He respected the weight. And more importantly, he respected the process.

We didn’t rush back in. We rebuilt from the ground up.

30kg, clean reps.
Then 35kg. Then 40kg.

Every lift was methodical. We weren’t chasing weight. We were chasing mastery.

It was slow, frustrating at times. But he stuck with it.

And then, after weeks of hard work, we reached 55kg again—the weight that had crushed him.

He pulled. Caught it. Stood it up. No hesitation.

He looked at me. I nodded. We were back.

But this time, we were doing it right.

Chasing 70kg: The Battle Against Himself

As the weights climbed, 60kg came fast. Then 65kg.

But 70kg? That was his mountain.

He’d tried it multiple times. Some attempts were close, but close isn’t a lift.
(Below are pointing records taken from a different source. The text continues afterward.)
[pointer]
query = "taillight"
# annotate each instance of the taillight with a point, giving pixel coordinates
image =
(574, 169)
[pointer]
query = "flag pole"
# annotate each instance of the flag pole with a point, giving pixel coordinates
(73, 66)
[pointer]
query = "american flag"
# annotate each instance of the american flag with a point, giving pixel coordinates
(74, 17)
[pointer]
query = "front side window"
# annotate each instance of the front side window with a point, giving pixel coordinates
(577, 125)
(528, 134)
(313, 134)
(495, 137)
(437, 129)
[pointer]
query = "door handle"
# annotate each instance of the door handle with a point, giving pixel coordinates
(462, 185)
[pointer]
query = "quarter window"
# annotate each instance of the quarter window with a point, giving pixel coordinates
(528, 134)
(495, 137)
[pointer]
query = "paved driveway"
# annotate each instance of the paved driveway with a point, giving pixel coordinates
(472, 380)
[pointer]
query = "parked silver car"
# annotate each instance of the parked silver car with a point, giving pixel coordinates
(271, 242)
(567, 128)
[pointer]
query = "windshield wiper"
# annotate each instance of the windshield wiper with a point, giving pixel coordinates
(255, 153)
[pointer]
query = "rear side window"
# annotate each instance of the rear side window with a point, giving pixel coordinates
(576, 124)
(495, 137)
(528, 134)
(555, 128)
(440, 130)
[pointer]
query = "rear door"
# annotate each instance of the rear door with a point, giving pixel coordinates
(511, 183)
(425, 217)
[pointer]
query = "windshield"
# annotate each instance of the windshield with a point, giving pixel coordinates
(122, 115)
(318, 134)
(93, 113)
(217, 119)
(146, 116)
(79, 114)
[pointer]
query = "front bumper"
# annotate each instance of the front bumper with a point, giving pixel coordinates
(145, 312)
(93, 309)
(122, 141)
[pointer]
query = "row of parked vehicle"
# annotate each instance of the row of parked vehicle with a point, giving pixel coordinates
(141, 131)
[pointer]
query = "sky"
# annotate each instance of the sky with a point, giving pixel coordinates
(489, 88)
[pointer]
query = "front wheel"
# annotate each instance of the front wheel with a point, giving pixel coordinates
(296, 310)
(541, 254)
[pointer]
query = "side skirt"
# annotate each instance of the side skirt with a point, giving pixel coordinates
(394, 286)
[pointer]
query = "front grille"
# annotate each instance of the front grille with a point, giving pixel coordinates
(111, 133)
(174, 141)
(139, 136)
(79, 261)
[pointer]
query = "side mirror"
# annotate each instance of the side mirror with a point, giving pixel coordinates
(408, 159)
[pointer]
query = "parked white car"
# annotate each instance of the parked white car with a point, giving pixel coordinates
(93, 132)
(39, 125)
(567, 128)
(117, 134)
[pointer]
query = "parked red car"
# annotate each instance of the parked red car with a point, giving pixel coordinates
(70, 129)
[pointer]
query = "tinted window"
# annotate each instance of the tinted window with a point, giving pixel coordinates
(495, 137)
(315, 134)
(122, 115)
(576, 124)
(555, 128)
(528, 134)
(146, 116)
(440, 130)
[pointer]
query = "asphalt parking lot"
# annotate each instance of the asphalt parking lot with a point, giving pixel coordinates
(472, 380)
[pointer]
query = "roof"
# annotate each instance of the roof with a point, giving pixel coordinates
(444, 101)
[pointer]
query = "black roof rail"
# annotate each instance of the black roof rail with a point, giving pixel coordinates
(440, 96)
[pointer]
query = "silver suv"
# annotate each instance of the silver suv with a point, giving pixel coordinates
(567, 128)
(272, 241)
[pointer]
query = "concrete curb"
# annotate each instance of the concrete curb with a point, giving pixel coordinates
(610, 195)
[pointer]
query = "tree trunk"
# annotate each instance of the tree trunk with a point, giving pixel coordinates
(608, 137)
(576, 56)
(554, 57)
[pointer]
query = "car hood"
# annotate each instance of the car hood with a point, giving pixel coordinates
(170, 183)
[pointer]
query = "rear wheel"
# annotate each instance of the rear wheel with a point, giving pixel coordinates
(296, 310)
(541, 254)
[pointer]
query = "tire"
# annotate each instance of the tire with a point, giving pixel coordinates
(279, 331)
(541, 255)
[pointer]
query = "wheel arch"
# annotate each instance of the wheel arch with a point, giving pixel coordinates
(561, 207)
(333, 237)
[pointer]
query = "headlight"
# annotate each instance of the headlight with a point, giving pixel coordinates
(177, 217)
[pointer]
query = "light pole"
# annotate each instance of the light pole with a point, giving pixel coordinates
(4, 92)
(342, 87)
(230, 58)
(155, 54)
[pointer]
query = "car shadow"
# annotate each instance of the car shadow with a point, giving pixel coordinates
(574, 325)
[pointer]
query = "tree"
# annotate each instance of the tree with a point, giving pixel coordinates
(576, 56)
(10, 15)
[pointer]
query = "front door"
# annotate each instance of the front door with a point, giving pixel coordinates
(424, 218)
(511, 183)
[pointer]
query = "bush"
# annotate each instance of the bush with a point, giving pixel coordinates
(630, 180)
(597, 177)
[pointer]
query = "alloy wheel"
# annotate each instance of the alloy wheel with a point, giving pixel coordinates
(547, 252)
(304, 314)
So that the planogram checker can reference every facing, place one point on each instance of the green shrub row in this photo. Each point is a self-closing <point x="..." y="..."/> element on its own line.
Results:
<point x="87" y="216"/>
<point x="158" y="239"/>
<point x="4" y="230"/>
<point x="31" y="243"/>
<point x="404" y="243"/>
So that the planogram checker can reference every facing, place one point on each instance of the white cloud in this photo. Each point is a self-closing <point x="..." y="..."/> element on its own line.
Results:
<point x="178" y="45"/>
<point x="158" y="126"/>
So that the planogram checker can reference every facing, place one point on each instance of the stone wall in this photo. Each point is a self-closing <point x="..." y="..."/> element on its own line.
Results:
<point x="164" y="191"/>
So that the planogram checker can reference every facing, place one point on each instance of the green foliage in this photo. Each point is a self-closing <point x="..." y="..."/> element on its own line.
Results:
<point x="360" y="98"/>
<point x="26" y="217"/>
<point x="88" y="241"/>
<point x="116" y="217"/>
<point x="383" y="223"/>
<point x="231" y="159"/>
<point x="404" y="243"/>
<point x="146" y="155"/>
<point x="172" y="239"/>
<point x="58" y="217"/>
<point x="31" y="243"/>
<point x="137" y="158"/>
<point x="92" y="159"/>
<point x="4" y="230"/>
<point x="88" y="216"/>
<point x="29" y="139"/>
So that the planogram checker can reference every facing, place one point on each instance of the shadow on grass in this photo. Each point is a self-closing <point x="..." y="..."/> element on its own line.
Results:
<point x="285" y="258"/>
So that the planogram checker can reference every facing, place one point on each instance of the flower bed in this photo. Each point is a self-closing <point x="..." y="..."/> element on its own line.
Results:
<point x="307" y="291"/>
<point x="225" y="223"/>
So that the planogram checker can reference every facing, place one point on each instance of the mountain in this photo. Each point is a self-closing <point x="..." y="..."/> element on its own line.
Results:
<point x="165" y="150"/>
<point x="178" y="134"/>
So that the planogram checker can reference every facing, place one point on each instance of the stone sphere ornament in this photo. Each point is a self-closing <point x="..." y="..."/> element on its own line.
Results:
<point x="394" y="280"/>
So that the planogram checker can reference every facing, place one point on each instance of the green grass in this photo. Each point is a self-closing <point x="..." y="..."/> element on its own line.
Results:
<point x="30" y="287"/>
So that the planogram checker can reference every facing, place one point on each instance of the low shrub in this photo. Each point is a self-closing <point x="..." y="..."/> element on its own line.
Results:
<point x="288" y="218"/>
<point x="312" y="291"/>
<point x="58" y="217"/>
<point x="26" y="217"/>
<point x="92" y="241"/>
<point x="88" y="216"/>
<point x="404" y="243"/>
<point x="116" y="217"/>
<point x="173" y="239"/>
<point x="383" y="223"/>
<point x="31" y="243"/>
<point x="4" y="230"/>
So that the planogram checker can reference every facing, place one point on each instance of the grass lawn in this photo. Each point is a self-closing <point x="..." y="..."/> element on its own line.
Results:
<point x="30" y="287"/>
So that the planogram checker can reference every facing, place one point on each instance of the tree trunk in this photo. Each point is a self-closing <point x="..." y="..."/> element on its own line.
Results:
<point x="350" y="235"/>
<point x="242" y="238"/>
Each failure chipped away at him.

And every time, he’d say, “Yeah, I did it in another gym.”

But to me? That didn’t count.

If I didn’t see it, if there was no proof, it wasn’t real. Lifting is about undeniable results—not stories.

So we kept working. And then, on one seemingly ordinary session, the breakthrough came.

The Moment of Truth

We were drilling power snatches. His catch was off—we weren’t even thinking about heavy weights. I slowly started adding plates, bit by bit, without saying a word.

He wasn’t paying attention to the numbers. Just moving.

And then, suddenly, the bar was at 70kg.

I looked at him.

“Just yam it and catch it.”

No hesitation. No overthinking. He pulled. He caught. He stood it up.

70kg.

I erupted with exclamations of another language. Just me, him, and one other person in the gym.

We were both grinning.

“Now it counts.”

He looked at the bar, processing what had just happened. And then he said something that stuck with me:

“Dropping 55kg on myself was the best thing that could have possibly happened.”

He meant it. And he was right.


Why Failure Is Your Greatest Teacher

Pav’s journey wasn’t just about hitting a number on the bar. It was about how he got there.

He didn’t climb straight to 70kg. He fell. He got injured. He rebuilt from 30kg. He struggled. He failed again.

But he kept going.

That’s the reality of success. Everyone wants the win, but not everyone is willing to take the setbacks that come first.

Failure isn’t the end. It’s the lesson. It’s the opportunity to adapt, learn, and come back better.

And now? He sees it everywhere.

When a new lifter starts pushing weight too fast, ignoring my advice, he watches.

I’ll say something like, “That’s going to catch up with them when they go heavier.”

Sure enough, they struggle. They get stuck. They fail.

And they always come back with the same line: “You were right.”

And without fail, Pav turns to them, shakes his head, and says:

“He always is.”

Because some lessons...You don’t believe them until you live them.